I doubled the following recipe. This recipe makes 12 muffins. I doubled it and it made 19 regular muffins and 19 mini muffins.
Ingredients:
- 1/2 cup coconut flour
- 1/4 tsp salt
- 1/2 tsp baking powder
- 6 eggs (yes, doubling it meant a dozen eggs! I was a little worried about the recipe when I realized that I would be using so many eggs, but it worked out great!)
- 4 tbsp coconut oil (melted)
- 1/4 cup honey (I didn't have enough honey and added brown rice syrup)
- 2-3 rip banans
- 1/2 cup nuts (I used walnuts)
Preheat oven to 350. Mix the dry ingredients (coconut flour, salt, baking powder).

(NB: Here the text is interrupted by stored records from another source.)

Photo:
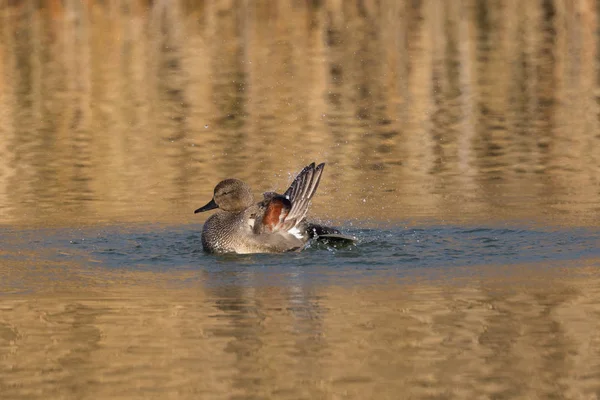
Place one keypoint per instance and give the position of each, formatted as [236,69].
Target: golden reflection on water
[450,110]
[489,332]
[444,110]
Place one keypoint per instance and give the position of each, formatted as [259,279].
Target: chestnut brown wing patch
[277,209]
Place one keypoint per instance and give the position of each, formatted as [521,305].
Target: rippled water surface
[462,147]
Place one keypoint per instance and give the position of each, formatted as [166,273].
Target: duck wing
[284,212]
[302,190]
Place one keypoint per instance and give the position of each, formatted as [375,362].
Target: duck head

Coconut flour is very high in fiber and low in carbohydrates. It's a great alternative to wheat flour. I currently have Coconut Secret Coconut Flour (find here on Amazon; affiliate link)
Beat the eggs.
I didn't have quite enough honey, so I filled in with the brown rice syrup.

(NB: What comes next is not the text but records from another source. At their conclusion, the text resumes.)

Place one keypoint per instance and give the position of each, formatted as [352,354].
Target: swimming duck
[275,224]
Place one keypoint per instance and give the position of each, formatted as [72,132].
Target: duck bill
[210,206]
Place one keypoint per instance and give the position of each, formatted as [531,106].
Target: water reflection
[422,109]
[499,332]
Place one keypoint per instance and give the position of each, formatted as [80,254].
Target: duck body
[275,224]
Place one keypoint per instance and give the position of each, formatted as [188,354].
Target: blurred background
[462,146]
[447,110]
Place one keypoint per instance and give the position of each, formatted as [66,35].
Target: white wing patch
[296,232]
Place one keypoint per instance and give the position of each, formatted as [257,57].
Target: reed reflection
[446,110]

Add the eggs, honey, and bananas to the flour. Mix. I used my immersion blender (you can use a hand mixer). My immersion blender is my favorite kitchen tool. Find it here on Amazon.
I used the back of my measuring spoon to break up the nuts.

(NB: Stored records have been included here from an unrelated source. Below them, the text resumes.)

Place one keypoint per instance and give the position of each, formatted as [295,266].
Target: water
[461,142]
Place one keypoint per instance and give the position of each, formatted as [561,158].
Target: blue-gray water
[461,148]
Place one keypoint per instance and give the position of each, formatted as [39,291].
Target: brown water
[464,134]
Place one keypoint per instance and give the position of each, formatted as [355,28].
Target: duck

Add the nuts to the batter. Hand stir.
I made mini muffins and regular muffins. I am learning that for batters with coconut oil, I prefer foil muffin liners. The coconut oil is too oily for paper. I used a mix of paper and foil liners here. The paper work fine, but a little oil does leak. Bake at 350 for 15-25 minutes. They are done when the tops are slightly golden.